Candace D. Berg


This Note argues that the recent judicial interpretations of the DPPA by the Supreme Court and the Seventh Circuit have improperly limited the scope of permissible uses. The imposition of reasonableness limitations on disclosure, and the judicial analysis of disclosure to determine the exclusive predominant purpose, were novel judicial interpretations of a longstanding and established statute. Courts’ narrow interpretations of the permissible uses of the DPPA are contrary to the text of the statute and do not advance the statute’s central goals. The courts’ approaches are also likely to have significant practical effect contrary to general policy aims. Such changes are better considered by Congress than in the courts.
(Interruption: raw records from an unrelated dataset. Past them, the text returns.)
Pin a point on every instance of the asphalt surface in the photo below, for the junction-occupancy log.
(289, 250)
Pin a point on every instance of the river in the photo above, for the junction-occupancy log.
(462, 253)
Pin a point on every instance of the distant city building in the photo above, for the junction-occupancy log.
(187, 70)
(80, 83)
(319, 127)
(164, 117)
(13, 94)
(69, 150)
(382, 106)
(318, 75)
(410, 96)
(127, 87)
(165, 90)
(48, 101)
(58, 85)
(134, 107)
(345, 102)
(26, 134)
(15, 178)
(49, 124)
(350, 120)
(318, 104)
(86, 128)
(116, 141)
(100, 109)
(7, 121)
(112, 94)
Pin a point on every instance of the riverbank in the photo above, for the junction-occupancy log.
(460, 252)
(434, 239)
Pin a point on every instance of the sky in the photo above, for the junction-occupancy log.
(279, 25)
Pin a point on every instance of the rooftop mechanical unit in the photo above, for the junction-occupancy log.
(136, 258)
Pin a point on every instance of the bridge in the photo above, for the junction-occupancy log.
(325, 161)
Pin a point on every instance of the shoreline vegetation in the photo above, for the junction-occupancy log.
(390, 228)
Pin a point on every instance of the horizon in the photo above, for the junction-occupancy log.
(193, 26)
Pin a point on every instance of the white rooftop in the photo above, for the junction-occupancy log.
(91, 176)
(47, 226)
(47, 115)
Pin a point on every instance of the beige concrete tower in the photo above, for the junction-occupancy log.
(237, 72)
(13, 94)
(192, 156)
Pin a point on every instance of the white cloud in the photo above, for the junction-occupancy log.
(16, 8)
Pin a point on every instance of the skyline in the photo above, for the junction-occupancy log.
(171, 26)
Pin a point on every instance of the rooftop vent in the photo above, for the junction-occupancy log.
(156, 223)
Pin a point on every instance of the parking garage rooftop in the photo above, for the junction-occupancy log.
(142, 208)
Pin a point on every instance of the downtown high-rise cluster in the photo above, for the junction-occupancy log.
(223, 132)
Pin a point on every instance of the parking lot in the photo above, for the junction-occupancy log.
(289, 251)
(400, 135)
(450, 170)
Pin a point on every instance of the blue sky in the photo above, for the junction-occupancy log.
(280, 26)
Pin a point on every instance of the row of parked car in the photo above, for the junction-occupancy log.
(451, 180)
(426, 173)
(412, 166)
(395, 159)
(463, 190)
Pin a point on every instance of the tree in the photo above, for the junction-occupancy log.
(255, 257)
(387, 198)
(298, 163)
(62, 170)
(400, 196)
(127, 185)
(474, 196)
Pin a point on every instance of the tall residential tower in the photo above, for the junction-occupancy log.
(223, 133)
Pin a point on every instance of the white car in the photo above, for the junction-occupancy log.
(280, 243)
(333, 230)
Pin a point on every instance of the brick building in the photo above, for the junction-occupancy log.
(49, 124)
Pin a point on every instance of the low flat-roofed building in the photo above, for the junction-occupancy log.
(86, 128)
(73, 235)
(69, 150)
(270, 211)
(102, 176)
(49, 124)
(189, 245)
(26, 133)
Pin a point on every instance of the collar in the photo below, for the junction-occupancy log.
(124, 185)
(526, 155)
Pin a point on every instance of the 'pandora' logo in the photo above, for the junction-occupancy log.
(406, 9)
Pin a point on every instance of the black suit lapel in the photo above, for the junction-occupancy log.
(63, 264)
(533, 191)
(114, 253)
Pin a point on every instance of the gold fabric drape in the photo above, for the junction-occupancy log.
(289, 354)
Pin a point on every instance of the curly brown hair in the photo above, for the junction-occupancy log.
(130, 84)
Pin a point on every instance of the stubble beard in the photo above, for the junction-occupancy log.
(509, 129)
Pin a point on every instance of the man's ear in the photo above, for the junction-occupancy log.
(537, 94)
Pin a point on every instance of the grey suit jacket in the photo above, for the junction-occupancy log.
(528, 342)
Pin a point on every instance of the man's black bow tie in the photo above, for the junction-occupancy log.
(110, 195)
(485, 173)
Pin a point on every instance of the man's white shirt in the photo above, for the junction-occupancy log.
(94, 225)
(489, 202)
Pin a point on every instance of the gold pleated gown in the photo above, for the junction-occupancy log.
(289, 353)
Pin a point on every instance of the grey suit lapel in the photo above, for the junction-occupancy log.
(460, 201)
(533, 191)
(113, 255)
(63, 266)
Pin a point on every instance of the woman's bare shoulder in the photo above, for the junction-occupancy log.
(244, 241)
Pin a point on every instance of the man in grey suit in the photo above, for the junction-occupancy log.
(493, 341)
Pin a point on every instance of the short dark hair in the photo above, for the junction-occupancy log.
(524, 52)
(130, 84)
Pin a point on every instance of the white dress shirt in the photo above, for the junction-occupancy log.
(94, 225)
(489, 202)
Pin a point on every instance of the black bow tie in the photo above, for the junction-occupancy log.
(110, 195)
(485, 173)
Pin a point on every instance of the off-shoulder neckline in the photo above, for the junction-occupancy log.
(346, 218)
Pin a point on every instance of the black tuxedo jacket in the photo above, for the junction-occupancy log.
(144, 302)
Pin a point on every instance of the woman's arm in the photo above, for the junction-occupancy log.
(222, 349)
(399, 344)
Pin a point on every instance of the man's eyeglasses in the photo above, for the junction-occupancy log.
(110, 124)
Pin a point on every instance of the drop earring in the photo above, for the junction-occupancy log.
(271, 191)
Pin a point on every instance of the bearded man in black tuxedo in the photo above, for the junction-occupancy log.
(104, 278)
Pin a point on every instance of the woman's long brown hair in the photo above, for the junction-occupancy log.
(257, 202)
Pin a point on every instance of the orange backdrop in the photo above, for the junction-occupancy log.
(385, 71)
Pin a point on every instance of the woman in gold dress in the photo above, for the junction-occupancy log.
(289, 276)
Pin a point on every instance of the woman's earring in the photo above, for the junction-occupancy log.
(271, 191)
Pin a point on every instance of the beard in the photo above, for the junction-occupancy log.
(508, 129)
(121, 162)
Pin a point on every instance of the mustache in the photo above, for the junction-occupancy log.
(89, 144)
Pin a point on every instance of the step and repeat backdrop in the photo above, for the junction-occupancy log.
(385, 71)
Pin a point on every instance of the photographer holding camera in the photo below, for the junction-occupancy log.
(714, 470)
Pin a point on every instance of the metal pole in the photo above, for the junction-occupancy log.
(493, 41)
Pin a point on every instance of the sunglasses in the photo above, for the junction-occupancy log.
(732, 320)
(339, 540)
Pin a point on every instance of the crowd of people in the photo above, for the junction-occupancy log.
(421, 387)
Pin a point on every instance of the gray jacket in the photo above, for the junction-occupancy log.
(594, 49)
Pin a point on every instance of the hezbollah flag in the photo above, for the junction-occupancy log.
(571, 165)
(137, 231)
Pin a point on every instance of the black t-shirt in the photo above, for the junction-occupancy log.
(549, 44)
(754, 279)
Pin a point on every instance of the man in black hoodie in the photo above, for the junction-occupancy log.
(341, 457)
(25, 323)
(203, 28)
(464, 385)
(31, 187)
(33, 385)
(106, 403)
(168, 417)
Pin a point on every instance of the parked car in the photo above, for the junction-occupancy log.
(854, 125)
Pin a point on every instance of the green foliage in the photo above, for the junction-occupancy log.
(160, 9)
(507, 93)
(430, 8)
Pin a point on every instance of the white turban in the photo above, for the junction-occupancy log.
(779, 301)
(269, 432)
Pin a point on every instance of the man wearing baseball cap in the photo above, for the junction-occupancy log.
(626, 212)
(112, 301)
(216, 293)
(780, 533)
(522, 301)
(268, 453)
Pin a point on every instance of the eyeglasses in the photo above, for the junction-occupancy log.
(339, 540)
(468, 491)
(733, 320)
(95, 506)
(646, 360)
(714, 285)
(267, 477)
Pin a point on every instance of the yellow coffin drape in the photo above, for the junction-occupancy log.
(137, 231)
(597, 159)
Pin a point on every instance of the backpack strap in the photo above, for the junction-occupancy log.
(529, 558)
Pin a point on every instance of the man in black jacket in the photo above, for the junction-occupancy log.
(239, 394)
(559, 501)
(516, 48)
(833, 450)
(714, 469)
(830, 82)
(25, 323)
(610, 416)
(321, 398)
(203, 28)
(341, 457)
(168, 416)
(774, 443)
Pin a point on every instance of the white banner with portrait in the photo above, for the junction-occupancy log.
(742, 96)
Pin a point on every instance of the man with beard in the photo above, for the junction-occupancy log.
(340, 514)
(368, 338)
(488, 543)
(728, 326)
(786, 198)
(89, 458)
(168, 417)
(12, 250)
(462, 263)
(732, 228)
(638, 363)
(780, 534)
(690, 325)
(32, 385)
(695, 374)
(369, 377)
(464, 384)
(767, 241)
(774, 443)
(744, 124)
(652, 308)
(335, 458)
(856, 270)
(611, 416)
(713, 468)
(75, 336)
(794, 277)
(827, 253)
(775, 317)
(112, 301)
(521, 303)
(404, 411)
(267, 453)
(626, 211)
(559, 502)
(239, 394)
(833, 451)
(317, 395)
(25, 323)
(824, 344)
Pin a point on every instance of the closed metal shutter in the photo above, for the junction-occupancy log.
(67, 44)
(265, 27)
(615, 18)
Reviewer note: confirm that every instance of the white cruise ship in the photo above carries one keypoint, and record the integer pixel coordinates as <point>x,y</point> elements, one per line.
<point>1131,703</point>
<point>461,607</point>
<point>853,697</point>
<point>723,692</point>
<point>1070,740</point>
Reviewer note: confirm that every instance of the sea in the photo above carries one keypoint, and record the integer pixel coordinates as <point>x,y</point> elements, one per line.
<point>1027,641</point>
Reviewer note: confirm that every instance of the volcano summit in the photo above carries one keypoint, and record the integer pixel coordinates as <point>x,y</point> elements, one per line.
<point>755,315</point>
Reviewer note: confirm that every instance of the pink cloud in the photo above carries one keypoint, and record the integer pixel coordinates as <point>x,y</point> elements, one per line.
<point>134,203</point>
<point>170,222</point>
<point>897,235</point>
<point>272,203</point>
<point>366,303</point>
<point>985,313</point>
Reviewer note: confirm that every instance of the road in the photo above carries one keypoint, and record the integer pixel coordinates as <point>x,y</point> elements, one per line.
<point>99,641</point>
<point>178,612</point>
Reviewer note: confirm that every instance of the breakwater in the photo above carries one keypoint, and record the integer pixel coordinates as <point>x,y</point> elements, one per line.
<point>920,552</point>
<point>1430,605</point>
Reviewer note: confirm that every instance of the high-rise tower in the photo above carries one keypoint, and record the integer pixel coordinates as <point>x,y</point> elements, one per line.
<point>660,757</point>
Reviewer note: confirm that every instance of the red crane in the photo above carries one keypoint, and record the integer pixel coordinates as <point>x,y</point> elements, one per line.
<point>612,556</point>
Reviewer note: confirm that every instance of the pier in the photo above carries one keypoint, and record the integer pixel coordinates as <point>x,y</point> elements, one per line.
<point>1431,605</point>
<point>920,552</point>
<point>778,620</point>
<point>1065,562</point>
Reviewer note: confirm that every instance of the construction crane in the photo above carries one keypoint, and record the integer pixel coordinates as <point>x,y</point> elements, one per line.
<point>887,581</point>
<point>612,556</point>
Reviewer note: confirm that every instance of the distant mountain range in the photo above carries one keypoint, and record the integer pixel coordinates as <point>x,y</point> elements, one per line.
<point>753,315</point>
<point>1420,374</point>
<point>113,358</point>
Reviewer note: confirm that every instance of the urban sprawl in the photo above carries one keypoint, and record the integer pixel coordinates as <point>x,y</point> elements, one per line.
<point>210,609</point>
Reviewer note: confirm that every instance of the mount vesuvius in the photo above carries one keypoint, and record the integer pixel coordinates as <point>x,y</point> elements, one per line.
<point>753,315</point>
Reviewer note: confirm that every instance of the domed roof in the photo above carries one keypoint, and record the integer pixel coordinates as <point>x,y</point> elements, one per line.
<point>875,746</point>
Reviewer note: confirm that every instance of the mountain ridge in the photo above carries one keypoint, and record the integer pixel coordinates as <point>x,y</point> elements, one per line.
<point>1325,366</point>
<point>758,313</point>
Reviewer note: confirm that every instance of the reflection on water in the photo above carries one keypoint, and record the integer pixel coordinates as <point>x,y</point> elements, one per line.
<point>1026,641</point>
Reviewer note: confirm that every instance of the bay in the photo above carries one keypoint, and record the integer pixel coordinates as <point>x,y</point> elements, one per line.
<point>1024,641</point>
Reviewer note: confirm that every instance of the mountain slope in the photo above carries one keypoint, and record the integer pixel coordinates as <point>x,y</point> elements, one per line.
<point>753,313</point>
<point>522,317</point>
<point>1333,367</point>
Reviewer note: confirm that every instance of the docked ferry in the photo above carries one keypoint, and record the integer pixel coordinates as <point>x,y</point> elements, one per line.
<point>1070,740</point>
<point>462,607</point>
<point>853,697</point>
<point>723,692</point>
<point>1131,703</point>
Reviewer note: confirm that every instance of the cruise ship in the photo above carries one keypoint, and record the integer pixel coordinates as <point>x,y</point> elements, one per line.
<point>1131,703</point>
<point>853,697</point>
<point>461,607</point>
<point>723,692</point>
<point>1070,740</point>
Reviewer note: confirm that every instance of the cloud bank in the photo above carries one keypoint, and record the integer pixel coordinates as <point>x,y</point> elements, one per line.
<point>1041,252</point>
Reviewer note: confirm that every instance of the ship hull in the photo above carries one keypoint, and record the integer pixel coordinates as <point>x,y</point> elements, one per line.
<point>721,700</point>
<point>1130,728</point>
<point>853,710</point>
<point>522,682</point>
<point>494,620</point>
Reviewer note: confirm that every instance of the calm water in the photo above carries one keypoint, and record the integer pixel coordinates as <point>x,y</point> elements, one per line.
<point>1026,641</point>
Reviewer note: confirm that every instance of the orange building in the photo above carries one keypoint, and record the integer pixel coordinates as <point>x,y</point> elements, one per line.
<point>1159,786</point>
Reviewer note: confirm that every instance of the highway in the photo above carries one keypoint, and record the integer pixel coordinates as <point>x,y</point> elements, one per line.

Part I of this Note details the origins of the DPPA and identifies the congressional intent underlying the text of the statute. Part II provides a brief history of the constitutional challenges to the DPPA and notes the past treatment of the statute’s permissible uses in various circuits. Parts III and IV give a detailed account of two recent court cases that have imposed new limits on permissible uses of personal information. Part V argues against these interpretations and explores their likely practical implications. The argument highlights the plain language of the statute and its relationship with the Act’s legislative history and purpose, while remarking on the implications of civil liability, the role of the rule of lenity, and the need to ensure proper notice of violations falling under the statute. The Note concludes that if new constraints are to be placed onto the scope of permissible uses under the DPPA, the limitations should arise from congressional action and should not be imposed through judicial usurpation of the lawmaking role.